Moments is specific quantitative measure of the shape of the data. In statistics, moments are used to understand the various characteristics of a probability  distribution. usually we use moments to characterise the data, identify the shape of normal distribution. Moments are used measure to central tendency, dispersion, skewness and kurtosis of a distribution.So lets find out how how to calculate these Moments in Scala with spark.

Central tendency

This is nothing but Mean, its the average value of a distribution. to calculate the central tendency we can use Imputer or Spark SQL's stats function.

Dispersion

This Nothing but Variance,Is a measure that how far the data set is spread out, So calculate the Central tendency and dispersion refer this tutorial.

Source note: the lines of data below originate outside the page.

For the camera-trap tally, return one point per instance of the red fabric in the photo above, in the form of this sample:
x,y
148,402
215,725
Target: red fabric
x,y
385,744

Basic statistics concepts for machine learning in Scala spark
Before applying some distribution algorithm or probability density function or probability mass function, we need to understand some basic concepts of statistics these concepts might be though in our school ,we shall start by brushing up the concepts and implement those in Scala spark,Just for an o…

Skewness

Skewness is a measure of symmetry, or more precisely, the lack of symmetry. A distribution, or data set, is symmetric if it looks the same to the left and right of the centre point. lets see how to calculate Skewness in spark Scala.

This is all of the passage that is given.